Los Angeles, which boasts the third largest force in the country behind New York and Chicago, is dealing with the loss of 700 officers over the past year by restoring the Police Department’s budget. The city slashed the LAPD’s budget by $150 million last fall as a response to widespread calls to defund the police. The department did not lay off any officers, but was unable to pay to replace most of those who retired or resigned.
Capt. Aaron McCraney, the commander in charge of recruiting and employment, said officers who started their jobs during a hiring binge in the1990s are putting in their papers, upping the number of retirements.
The LAPD typically loses about 500 officers a year but lost 40% more than usual last year. But budget constraints allowed the department to replace only 79 of those departing officers in 2020, leaving the force—usually 10,000 strong—understaffed by about 600.
In June, the City Council voted to dedicate part of is American Rescue Plan Act money to restoring the LAPD budget, and McCraney said his team started hiring additional officers in July. The City Council and Mayor Eric Garcetti went back and forth about the final police budget, which ended up at more than $171.1 billion.

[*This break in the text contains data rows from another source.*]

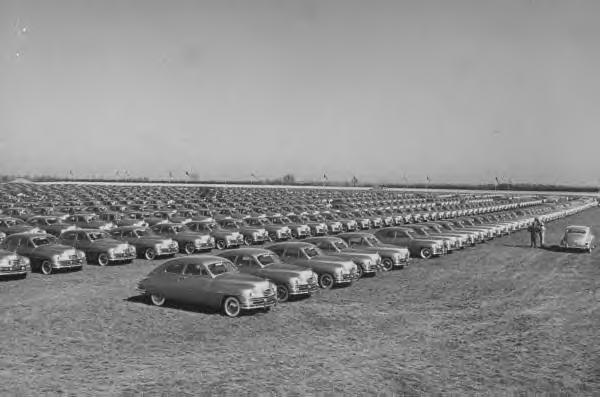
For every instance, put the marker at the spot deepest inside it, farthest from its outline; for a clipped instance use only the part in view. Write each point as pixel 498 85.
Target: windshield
pixel 97 235
pixel 46 240
pixel 311 252
pixel 221 268
pixel 146 233
pixel 341 244
pixel 267 259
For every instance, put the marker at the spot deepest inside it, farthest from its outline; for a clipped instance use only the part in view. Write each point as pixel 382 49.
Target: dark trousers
pixel 533 239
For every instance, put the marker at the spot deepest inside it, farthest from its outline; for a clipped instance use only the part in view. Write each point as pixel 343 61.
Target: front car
pixel 579 238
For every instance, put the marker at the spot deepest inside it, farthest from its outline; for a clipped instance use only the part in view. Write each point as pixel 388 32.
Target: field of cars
pixel 332 238
pixel 277 249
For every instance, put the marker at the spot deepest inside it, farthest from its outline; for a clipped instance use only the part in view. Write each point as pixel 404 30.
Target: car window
pixel 175 268
pixel 246 261
pixel 195 269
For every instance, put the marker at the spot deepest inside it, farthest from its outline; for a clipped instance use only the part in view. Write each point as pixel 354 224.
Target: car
pixel 209 281
pixel 98 246
pixel 276 232
pixel 331 270
pixel 9 225
pixel 189 241
pixel 252 235
pixel 367 263
pixel 223 238
pixel 578 237
pixel 44 252
pixel 13 265
pixel 89 221
pixel 291 280
pixel 148 244
pixel 391 256
pixel 50 224
pixel 425 248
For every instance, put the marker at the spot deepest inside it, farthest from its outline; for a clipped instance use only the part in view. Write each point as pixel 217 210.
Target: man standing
pixel 541 232
pixel 533 233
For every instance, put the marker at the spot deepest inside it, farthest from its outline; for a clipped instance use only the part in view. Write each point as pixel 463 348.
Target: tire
pixel 46 268
pixel 231 306
pixel 150 254
pixel 387 264
pixel 189 248
pixel 326 281
pixel 102 259
pixel 426 253
pixel 360 272
pixel 283 294
pixel 157 299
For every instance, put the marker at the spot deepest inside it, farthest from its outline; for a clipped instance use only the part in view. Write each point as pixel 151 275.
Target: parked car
pixel 9 225
pixel 424 248
pixel 252 235
pixel 223 238
pixel 148 244
pixel 367 263
pixel 291 280
pixel 208 281
pixel 13 265
pixel 331 270
pixel 578 237
pixel 391 256
pixel 98 246
pixel 50 224
pixel 189 241
pixel 44 252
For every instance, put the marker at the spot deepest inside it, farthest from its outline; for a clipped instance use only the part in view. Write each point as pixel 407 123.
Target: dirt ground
pixel 500 318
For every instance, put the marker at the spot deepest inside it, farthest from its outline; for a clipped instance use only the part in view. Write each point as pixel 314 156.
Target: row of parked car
pixel 293 263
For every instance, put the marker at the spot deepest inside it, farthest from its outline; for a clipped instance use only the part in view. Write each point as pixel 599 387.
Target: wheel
pixel 360 272
pixel 426 253
pixel 150 254
pixel 102 259
pixel 46 267
pixel 326 281
pixel 189 248
pixel 157 299
pixel 232 306
pixel 283 294
pixel 387 264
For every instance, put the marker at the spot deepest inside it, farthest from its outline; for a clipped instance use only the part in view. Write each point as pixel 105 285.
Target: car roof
pixel 246 251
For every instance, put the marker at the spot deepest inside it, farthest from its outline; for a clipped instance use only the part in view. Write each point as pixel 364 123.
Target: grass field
pixel 499 318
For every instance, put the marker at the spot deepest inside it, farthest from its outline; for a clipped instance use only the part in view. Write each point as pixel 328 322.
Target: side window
pixel 68 236
pixel 176 267
pixel 12 244
pixel 195 269
pixel 354 241
pixel 81 236
pixel 245 261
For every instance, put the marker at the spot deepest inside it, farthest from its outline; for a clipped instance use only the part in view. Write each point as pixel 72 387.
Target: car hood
pixel 575 239
pixel 55 249
pixel 242 281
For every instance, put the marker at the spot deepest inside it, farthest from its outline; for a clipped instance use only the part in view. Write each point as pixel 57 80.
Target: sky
pixel 387 91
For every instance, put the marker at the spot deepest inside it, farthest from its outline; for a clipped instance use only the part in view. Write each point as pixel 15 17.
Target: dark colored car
pixel 208 281
pixel 291 280
pixel 99 246
pixel 44 252
pixel 148 244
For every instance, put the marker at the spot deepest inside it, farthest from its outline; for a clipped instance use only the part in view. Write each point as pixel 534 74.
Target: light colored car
pixel 209 281
pixel 578 237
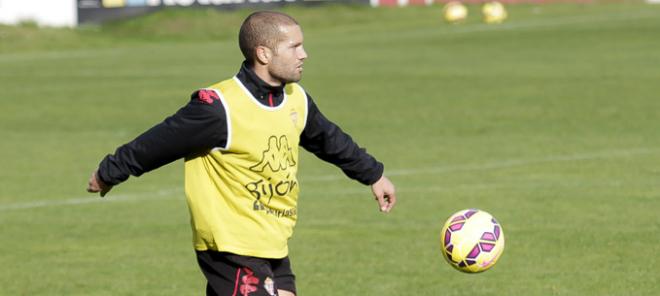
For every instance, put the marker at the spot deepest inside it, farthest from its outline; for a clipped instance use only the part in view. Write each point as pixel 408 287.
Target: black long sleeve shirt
pixel 202 125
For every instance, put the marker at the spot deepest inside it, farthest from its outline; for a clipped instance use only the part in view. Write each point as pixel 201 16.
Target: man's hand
pixel 384 193
pixel 96 185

Still, McCraney said, the pandemic has cramped the department’s usual practice of recruiting at military and university job fairs. Instead, recruiters have been participating virtually in fairs and seminars.
“Covid, more than anything—more than the ‘defund’ motion, more than the reallocation of funding—has really changed how we do business,” he said. “The pandemic restrictions [forced us] to refocus on how we’re reaching our candidates.”